An April Fools Day Prank
Space Shuttle Landing
April 1, 1998
It was another workday and as I began the daily wresting match with the snooze bar I stopped. Still half awake listening to my former high school classmate, Phil, on WKRQ who announced the Space Shuttle was going to make an emergency landing in Cincinnati. After he provided a few details Tom Brokaw was on the air providing further news about the immediate need for a shuttle landing. Phil was a prankster back in school but now that Tom Brokaw was involved, one of America's news icons, I was suddenly wide-awake. Tom explained there was a problem with the shuttle that didn't provide enough time to wait for entry and landing at Kennedy, Edwards, or White Sands. After Tom detailed the troubles a message was transmitted from the Space Shuttle. Through the static and beeps the astronauts further explained their need to land in Cincinnati at 9:30 that morning.
It was almost 8 and this was something I didn't want to miss. I turned up the radio and headed for the shower. While I quickly threw on some clothes and put my hair in a ponytail I listened to the callers and their questions. "Why isn't the Shuttle going to land at the Greater Cincinnati International Airport?" I thought that was a good question. Phil said the Shuttle would be landing at Lunken Airport which seemed rather small. Lunken is an airport where traffic helicopters and Cessnas are parked but it was perfect because it didn't have a lot of traffic. Since there wasn't enough time to re-route the traffic at the Cincinnati airport this would have to do. Phil was at the airport surrounded by news anchormen and their cameras. At the end of the runway there were several firetrucks and ambulances waiting for the landing.
I was so excited to share this historic event with my friend and co-worker Jennifer. Luckily the office was only 3 miles away and most days I could catch all green lights on my way in to work. Naturally when you're in a hurry that is not the case. It was just before 9 and if it hadn't been for the security guard in the parking lot I would have ran to the building. I was only 22 and I didn't want the guard to think I was a weirdo excited for work that day. After I passed the security desk I pushed the elevator button and thought about the stairs as an alternative. If we weren't on the 7th floor I think I could have beaten what seemed to be the slowest elevator in the world. I made it! I ran to our office and burst through the door with my news of the Space Shuttle landing. She quickly called her husband and left a very excited voice mail message that she was off to see the landing.

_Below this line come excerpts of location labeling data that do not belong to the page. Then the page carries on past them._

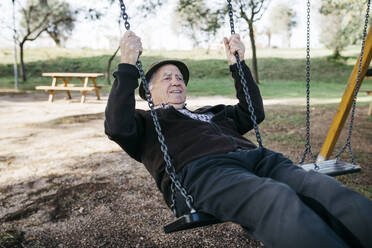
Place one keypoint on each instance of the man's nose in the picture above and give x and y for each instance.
(176, 82)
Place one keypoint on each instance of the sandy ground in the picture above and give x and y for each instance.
(64, 184)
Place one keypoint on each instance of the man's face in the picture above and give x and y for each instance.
(168, 86)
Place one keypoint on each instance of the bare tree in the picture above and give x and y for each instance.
(38, 16)
(251, 11)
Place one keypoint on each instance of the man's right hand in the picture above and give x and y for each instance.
(130, 48)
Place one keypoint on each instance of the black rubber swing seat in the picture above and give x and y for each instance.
(192, 220)
(333, 167)
(199, 219)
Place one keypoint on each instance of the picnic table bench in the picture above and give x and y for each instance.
(66, 86)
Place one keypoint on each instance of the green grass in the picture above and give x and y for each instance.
(280, 77)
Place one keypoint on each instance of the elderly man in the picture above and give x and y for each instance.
(227, 175)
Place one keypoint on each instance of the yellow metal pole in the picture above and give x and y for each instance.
(346, 101)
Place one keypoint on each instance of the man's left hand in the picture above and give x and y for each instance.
(233, 45)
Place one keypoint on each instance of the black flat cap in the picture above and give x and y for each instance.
(155, 66)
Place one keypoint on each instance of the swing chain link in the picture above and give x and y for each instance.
(231, 16)
(308, 148)
(244, 82)
(169, 168)
(348, 140)
(124, 14)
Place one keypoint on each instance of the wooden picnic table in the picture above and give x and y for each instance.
(61, 82)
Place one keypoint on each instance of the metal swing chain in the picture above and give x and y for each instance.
(169, 168)
(308, 149)
(243, 81)
(348, 141)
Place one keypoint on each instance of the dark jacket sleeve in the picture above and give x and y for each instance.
(239, 113)
(123, 124)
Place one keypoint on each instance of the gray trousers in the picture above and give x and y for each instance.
(279, 203)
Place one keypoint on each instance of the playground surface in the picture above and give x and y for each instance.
(63, 183)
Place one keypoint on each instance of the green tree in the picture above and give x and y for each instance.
(53, 17)
(195, 20)
(283, 20)
(251, 11)
(200, 17)
(342, 22)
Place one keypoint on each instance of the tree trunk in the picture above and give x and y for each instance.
(254, 56)
(336, 53)
(108, 73)
(269, 40)
(22, 70)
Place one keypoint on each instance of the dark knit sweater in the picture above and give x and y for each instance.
(187, 139)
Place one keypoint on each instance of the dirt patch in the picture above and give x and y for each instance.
(64, 184)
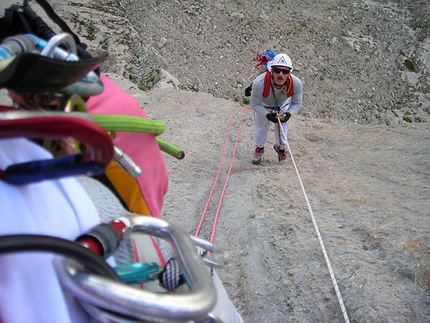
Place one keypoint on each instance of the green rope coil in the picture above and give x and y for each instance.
(114, 122)
(170, 149)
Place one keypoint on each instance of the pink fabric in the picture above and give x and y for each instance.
(141, 147)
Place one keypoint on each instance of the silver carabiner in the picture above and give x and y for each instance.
(102, 297)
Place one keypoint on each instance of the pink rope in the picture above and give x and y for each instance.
(247, 109)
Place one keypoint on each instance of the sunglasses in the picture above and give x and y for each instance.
(279, 70)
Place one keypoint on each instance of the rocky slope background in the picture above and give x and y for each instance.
(360, 144)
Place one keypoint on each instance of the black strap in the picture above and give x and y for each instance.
(55, 18)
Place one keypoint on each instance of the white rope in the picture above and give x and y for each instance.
(327, 260)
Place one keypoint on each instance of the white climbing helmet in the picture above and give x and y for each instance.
(282, 60)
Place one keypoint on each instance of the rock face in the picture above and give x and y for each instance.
(360, 145)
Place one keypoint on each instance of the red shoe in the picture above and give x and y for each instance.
(282, 154)
(258, 153)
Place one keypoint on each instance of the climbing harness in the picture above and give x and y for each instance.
(327, 260)
(113, 301)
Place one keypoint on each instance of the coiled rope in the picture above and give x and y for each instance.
(247, 109)
(327, 260)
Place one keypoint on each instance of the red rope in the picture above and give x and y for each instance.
(247, 109)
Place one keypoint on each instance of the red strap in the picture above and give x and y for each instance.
(58, 125)
(266, 90)
(289, 83)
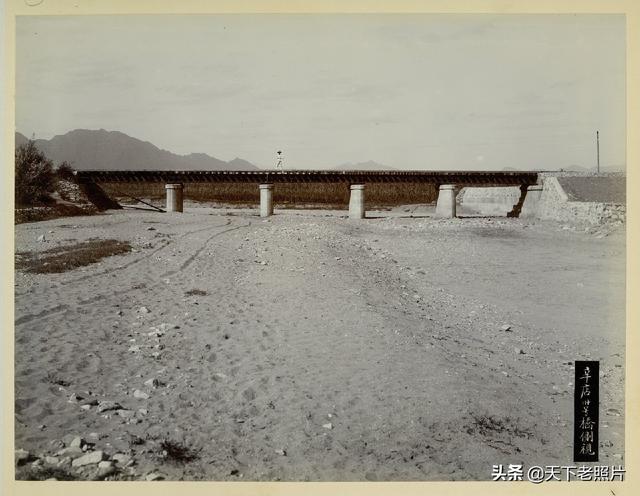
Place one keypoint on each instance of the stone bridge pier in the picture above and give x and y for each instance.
(174, 197)
(266, 200)
(356, 201)
(446, 206)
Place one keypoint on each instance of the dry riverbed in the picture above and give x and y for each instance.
(311, 347)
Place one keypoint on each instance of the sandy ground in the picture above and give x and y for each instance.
(324, 348)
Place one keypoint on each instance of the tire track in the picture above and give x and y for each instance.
(190, 259)
(81, 302)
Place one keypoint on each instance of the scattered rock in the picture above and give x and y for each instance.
(22, 456)
(121, 459)
(77, 442)
(104, 406)
(125, 413)
(70, 452)
(155, 476)
(106, 469)
(141, 395)
(89, 459)
(152, 383)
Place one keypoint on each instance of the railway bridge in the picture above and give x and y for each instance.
(447, 182)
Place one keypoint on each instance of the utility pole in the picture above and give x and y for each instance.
(598, 149)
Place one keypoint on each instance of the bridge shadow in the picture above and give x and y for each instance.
(146, 209)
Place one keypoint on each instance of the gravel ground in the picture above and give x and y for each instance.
(311, 347)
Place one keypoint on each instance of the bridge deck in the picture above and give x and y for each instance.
(462, 178)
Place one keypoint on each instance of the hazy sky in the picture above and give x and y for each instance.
(409, 91)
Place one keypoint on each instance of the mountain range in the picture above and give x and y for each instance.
(100, 149)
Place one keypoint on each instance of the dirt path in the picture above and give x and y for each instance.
(316, 348)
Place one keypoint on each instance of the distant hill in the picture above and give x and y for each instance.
(370, 165)
(91, 149)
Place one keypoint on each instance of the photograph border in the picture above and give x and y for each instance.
(9, 9)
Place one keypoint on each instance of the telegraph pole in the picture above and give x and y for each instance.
(598, 149)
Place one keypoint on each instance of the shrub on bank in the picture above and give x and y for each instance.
(35, 178)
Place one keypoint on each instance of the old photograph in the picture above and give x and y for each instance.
(320, 247)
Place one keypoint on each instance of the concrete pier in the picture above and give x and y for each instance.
(174, 197)
(356, 202)
(531, 200)
(266, 200)
(446, 206)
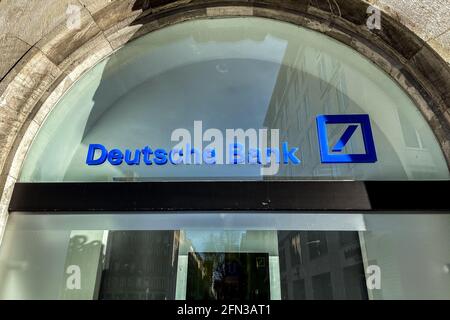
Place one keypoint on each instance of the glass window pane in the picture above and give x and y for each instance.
(180, 88)
(128, 256)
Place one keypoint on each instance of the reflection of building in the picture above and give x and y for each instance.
(321, 265)
(140, 265)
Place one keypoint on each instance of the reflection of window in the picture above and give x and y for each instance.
(410, 134)
(299, 290)
(282, 260)
(346, 238)
(322, 289)
(355, 283)
(317, 244)
(295, 250)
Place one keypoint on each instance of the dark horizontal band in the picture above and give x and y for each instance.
(233, 196)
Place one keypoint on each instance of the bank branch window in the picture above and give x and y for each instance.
(240, 99)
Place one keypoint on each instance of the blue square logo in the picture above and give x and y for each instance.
(334, 154)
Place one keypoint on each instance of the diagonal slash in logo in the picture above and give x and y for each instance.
(342, 142)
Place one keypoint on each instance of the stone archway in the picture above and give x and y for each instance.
(42, 56)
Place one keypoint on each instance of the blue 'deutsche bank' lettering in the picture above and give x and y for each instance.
(98, 154)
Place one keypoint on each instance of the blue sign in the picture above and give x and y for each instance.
(334, 154)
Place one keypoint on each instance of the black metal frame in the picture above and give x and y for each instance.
(339, 196)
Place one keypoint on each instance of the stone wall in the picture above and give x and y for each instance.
(40, 57)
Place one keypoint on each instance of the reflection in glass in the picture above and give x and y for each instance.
(228, 276)
(321, 265)
(140, 265)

It was just after 9 and we made it to my car as quickly as we could. The radio station was still tuned in and we listened as we kept looking out the car windows into the sky. While I went in to get Jennifer more news vans and on lookers had gathered around the airport. Fighting our way through city traffic and stoplights we were quickly running out of time. I suddenly remembered Alms Park. It was close to Lunken airport and had an overlook where we could see the entire airport. Just before 9:30 we kept our heads to the sky as we walked over to the overlook.
The airport was quiet. There weren't any firetrucks, ambulances, or news media. We didn't see a crowd of people waiting to watch the Shuttle Landing. Looking over the edge we knew we had been fooled but it lifted our spirits when a lady at the park asked if we were there to see the landing too.
When we returned to the office Jennifer's phone was flashing indicating she had voice mail. It was her husband Brian who was an engineer who had previously worked as an intern for NASA. It was too bad he didn't answer when she initially called him. He ended up leaving 3 very useful messages.
First Message: "Jennifer, the Space Shuttle is only allowed to land in California and Florida."
Second message, "Jennifer, the Space Shuttle needs 3 miles of runway in order to land."
Third message, "Jennifer, the Space Shuttle isn't even in space right now."
Space Shuttle Landing Facts
Researching Space Shuttle landings I learned that Kennedy Space Center in Florida was the preferred landing site since it is also the launch site. Edwards Air Force Base in California and White Sands Space Harbor in New Mexico round out the top three. Depending on the level of an emergency there were 37 other places the Shuttle could land.1 Turkey, South Africa, Guam, and Sweden all made the list but Cincinnati did not.
The landing runway at Kennedy is 15,000 feet long with a 1,000 foot over hang at each end which totals just over 3 miles in length. The Shuttle didn't need 3 miles of runway in order to land but since it was gliding without power on re-entry the extra length allowed a greater margin of safety.2 Since the Shuttle was powerless there was only one opportunity to land the craft. The pilot couldn't power up and try the landing again.
Three runways make up Lunken Airport and the longest is 6101 feet. It is also only 150 feet wide, half the width of the Kennedy air strip. Although the Orbiter's wingspan is 78 feet the length of the runway is well below the 7,500 foot minimum required by NASA.3
Looking up the flight status for Columbia, Discovery, and Endeavour for April 1, 1998 none of the aircraft were in orbit.